Так что был я чрезвычайно рад, когда на третий, что ли, день поутру заявились к нам, а точнее к себе, хозяева зимовья – два мужичка, Петя Пикалов и его друг, забыл, как звали. Поначалу довольно хмуро на нас поглядывали, и разговор никак не клеился. Если б я был один, могли бы и по жопе мешалкой надавать. Но Изочка была для них, как чудное виденье и гений чистой красоты в одном флаконе. Поначалу они ее ужасно стеснялись, но она с ними щебетала, щебетала и расщебетала. Днем они сходили за кедровыми шишками, потом их обработали и нас угостили, а с вечера за чаем-ужином начались бесконечные разговоры.
Я это давно заметил: народ в глуши словно всю жизнь ждет, чтобы выговориться перед человеком с Большой Земли. А если еще попадется неземное созданье вроде Изабеллы, то поток вообще неудержимый и нескончаемый, будь у человека хоть сколь угодно темное прошлое. В Сибири ж других встретить трудно. Наверно, это в натуре человека – покрасоваться, даже когда красоваться особо нечем. Так, жизненная труха, ну разве что экзотичная труха.
Экзотика, конечно, мрачная. Они нам растолковали, где обиняками, а где и напрямую, что большинство народу в тех местах – потомки немногих выживших переселенцев тридцатых. Ну, известное дело: ликвидация кулачества как класса и прочие сталинские выкрутасы. Кидали людей голеньких на мороз: выживайте, ребята, Дарвин вам в помощь. Сколько времени прошло, а все больно. Немудрено, что они на всех иных-прочих немного волком смотрят. И ничего хорошего ни от кого не ждут; меньше всего от чужих.
Много чего они вывалили на наши головы. Я-то на правах больного залег на полати и то засыпал, то встряхивался, а бедненькая Иза терпела до утра, хоть и клевала иногда носиком. Всего пересказанного никак не упомнить, но в основном они ее пугали Сибирью, да и я временами подрагивал.

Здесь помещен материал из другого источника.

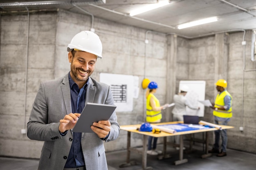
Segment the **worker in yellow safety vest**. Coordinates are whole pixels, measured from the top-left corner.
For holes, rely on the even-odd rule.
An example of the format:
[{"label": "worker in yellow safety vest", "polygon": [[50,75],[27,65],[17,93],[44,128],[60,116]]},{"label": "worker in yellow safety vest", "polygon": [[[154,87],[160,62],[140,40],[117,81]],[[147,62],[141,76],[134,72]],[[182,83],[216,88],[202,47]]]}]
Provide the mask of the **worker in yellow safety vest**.
[{"label": "worker in yellow safety vest", "polygon": [[[227,83],[223,79],[219,79],[215,84],[218,94],[216,97],[214,106],[211,107],[213,109],[213,114],[214,116],[214,124],[222,125],[227,125],[232,117],[232,96],[227,91],[226,88]],[[227,129],[214,131],[215,142],[210,153],[217,153],[217,157],[222,157],[227,156]],[[221,136],[222,143],[221,151],[219,152],[220,137]]]},{"label": "worker in yellow safety vest", "polygon": [[[165,109],[168,106],[168,104],[165,104],[164,106],[161,106],[159,100],[154,95],[157,88],[157,83],[151,82],[148,84],[148,89],[146,93],[146,97],[147,99],[146,121],[150,123],[160,122],[162,119],[161,110]],[[152,146],[153,140],[153,141]],[[157,155],[162,153],[162,152],[161,150],[156,150],[157,141],[157,137],[148,137],[147,152],[148,154]]]}]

Говорят, например, что дальше у нас по маршруту – лагерь на лагере, хоть многие из них уже позакрыты. Глупенькая Иза спрашивает: «Какие лагеря, пионерские?» Мужикам ржать над городской дурочкой деревенский этикет не позволяет, а у меня в животе слегка похолодело. Я-то думал, что после Хрущева от ГУЛАГа ничего не осталось, а оказалось, очень даже осталось. В России, наверно, всегда вдосталь найдется, кому сажать и кому сидеть. А главное было вот что: бегут из лагерей, как всегда бежали, при царях и позже, и режут всех и вся на своем пути, а за ними ВОХРА гоняется и тоже палит, почем зря.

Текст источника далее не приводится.